Sources say Reliance is examining the offer and has yet to take a decision. Reliance will buy it only if the price is right. Otherwise, it could propose an alternative, where it would manage the production in the plant for some time in return for a fee, sources said.

Raymond officials in Mumbai were not available for comment.

Raymond Ltd itself is facing problems in its main divisions. Its textile operations, which contribute a major portion to its turnover, were hit by labour unrest last year. Cement operations were affected by poor price realisations and overcapacity. The company has also faced a lot of flak from investors over its wide diversification and unfocused nature.

Last year, its proposal to merge Raymond Synthetics with itself was scuttled by ICICI, the term lending institution. It said the merger would affect shareholder value and should not be taken up.
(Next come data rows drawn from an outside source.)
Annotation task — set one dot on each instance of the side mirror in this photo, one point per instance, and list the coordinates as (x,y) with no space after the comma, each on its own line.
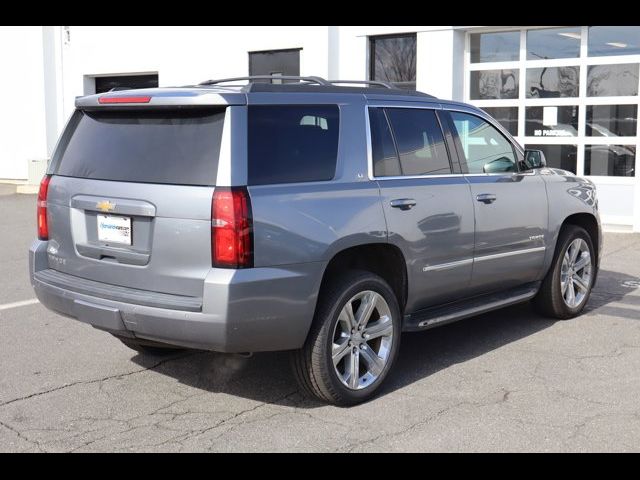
(534,159)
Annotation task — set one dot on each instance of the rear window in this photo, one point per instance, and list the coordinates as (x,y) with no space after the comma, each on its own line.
(293,143)
(148,146)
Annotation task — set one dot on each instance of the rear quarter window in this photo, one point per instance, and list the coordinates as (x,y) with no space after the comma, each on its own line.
(292,143)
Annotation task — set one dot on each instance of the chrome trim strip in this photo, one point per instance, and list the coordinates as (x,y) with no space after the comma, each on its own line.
(509,254)
(447,266)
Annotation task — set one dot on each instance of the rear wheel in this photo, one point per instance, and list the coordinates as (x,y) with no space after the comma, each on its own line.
(147,347)
(353,341)
(567,287)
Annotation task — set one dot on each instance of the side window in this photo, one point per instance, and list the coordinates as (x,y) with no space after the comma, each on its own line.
(419,141)
(385,157)
(485,149)
(292,143)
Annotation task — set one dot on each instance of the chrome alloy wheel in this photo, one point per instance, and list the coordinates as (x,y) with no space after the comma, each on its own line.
(575,273)
(362,340)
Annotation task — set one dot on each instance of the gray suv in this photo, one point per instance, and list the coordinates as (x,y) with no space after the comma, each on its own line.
(320,217)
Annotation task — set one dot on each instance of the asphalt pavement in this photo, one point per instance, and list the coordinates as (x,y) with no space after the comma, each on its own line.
(505,381)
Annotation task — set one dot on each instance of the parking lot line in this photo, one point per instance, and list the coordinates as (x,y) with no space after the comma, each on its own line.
(22,303)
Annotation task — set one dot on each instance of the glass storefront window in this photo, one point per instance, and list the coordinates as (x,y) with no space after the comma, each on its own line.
(553,43)
(495,47)
(494,84)
(506,116)
(614,40)
(559,156)
(554,121)
(612,80)
(610,160)
(611,120)
(553,82)
(393,59)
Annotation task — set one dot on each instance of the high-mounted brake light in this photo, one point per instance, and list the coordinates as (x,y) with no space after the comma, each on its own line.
(139,99)
(43,226)
(231,228)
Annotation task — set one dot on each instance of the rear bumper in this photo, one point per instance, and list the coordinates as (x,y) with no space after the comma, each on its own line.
(258,309)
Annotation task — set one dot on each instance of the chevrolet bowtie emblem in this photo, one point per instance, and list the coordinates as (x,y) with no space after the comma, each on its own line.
(105,206)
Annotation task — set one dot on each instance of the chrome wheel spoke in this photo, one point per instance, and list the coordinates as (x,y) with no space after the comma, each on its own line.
(372,360)
(367,306)
(575,274)
(346,316)
(339,351)
(583,262)
(354,369)
(359,364)
(580,283)
(383,327)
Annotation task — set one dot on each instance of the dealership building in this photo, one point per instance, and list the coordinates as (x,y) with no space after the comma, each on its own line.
(571,91)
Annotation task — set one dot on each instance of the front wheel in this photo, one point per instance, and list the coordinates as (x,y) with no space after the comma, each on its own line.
(566,288)
(353,341)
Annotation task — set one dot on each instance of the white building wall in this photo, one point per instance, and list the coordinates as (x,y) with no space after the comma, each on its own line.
(22,123)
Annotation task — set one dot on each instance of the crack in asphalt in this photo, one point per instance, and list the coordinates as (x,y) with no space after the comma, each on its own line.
(98,380)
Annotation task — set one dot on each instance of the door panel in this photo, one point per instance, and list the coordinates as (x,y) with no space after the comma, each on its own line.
(428,210)
(511,211)
(436,236)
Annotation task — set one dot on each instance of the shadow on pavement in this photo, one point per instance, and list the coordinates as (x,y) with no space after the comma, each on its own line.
(266,377)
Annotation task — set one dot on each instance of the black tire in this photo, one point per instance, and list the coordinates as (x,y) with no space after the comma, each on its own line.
(549,300)
(312,364)
(145,347)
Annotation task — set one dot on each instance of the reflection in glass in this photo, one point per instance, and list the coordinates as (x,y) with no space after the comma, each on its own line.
(553,43)
(553,82)
(494,84)
(610,160)
(612,120)
(552,121)
(558,156)
(506,116)
(393,59)
(495,47)
(614,40)
(612,80)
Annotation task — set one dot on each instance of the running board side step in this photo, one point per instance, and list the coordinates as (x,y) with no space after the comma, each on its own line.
(451,312)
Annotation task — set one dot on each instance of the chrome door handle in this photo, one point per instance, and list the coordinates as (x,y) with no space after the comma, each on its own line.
(403,203)
(486,198)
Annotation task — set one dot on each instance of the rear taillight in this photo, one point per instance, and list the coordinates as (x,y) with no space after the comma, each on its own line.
(231,228)
(43,227)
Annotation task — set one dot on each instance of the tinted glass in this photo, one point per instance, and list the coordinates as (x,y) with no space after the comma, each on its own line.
(104,84)
(142,146)
(614,40)
(553,43)
(553,82)
(553,121)
(393,59)
(558,156)
(612,120)
(275,63)
(420,141)
(486,150)
(494,84)
(610,160)
(385,157)
(293,143)
(612,80)
(495,47)
(506,116)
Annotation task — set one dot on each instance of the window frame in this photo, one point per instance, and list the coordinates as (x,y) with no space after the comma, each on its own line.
(517,152)
(456,169)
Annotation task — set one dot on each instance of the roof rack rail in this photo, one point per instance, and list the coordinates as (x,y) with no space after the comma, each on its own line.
(312,79)
(366,82)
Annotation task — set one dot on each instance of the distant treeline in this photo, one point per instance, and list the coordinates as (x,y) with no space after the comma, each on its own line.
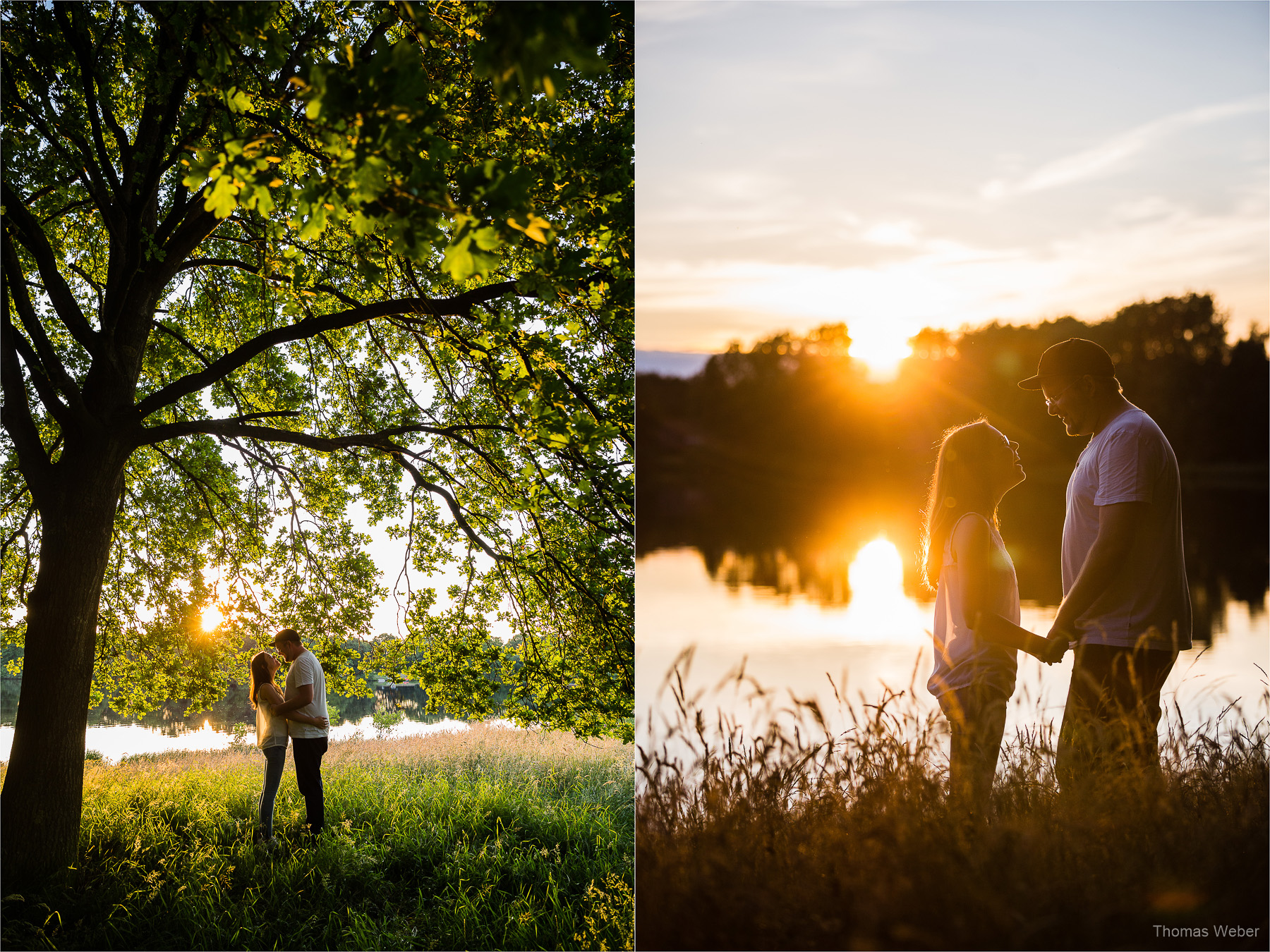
(790,452)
Sources said Raymond will have difficulty finding buyers for its stake in Raymond Synthetics. Apart from the financial health, the synthetic unit is located at Naini, near Allahabad, far away from nearby ports and the main polyester market in the west.

The transit time would itself be four to five days and the freight cost would be higher by Rs 1.5-2 per kg, explained sources.

The plant is new and the technology is from Toray Corporation of Japan, one of the recognised names in polyester industry technology. Raymond Synthetics has recently completed its expansion from 24,000 tonnes to 66,000 tonnes, making it a viable capacity.

Given the financials, it would be difficult to find a buyer willing to pay more than Rs 4 per share, considering the buyer will have to take on the additional debt burden and equity, said an analyst.

Raymonds move comes when the polyester industry is in a deep crisis. Except a few players with large capacities, the smaller players with high cost of operations are slowly closing shop. JCT and Orkay are examples of this trend.